O governo de Odisha disse na terça-feira ao Tribunal Superior de Orissa que decidiu retirar a sua controversa directiva que proíbe as bombas de gasolina de vender combustível a veículos sem Certificados de Controlo de Poluição (PUC) válidos a partir de 1 de Abril.

Odisha diz que não há PUC, não há movimentação de combustível após a decisão do HC ser sinalizada.

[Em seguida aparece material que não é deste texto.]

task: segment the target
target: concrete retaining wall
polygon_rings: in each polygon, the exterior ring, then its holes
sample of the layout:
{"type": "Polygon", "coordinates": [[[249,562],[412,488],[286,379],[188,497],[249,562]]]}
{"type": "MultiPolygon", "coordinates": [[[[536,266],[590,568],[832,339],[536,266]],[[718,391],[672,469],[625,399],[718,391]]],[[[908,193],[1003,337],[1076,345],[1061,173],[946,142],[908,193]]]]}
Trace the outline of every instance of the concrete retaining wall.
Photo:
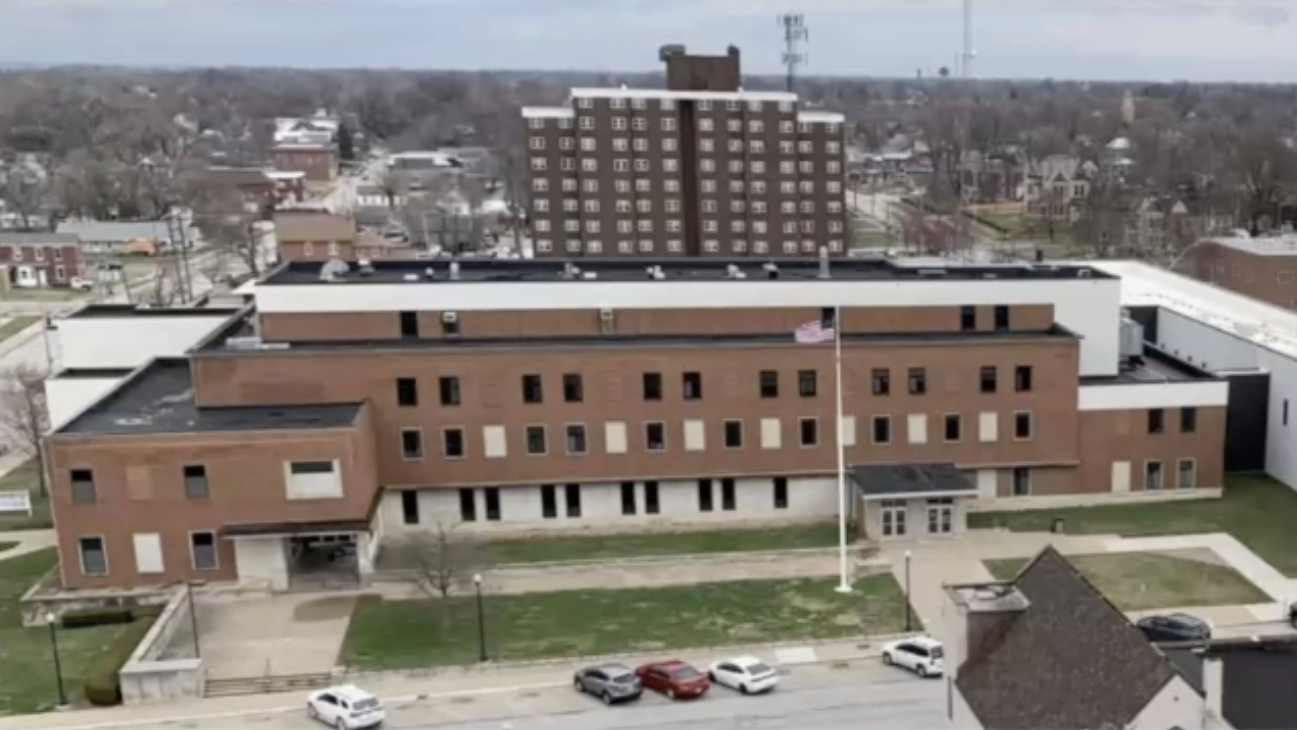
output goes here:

O governo estadual também disse a um tribunal do presidente do tribunal Harish Tandon e do juiz MS Raman que o governo decidiu reverter sua decisão que proibia a emissão de certificados PUC para veículos com multas de trânsito não pagas.

O governo reverteu a sua decisão depois de o tribunal superior de Orissa, durante uma audiência anterior, ter levantado questões sobre a propriedade e legalidade da sua decisão enquanto ouvia uma petição apresentada contra a decisão de Snigdha Patra de Bhubaneswar.

Num depoimento ouvido durante a audiência de terça-feira, o governo disse que as bombas de combustível poderiam exigir que um motorista apresentasse um certificado PUC, mas não teria autoridade legal para recusar gasolina ou diesel aos motoristas.

O governo também acrescentou que decidiu rejeitar uma disposição proposta que exigia que os proprietários de veículos removessem avisos de trânsito pendentes para serem elegíveis para certificados PUC.

O Tribunal Superior observou que os postos de gasolina não tinham autoridade logística e legal para verificar os certificados de poluição e questionou como o governo poderia vincular as disposições legais que exigem que os motoristas paguem multas de trânsito impostas no prazo de 90 dias à emissão de certificados PUC.

O advogado de Patra, Ranjan Root, disse aos repórteres que a Suprema Corte instruiu o comissário estadual de transportes a emitir as ordens necessárias e informar o tribunal sobre sua implementação até a próxima semana.

O tribunal solicitou uma declaração detalhada sobre as alterações propostas ao portal Vahan para garantir que qualquer pedido futuro seja estritamente consistente com as disposições legais existentes.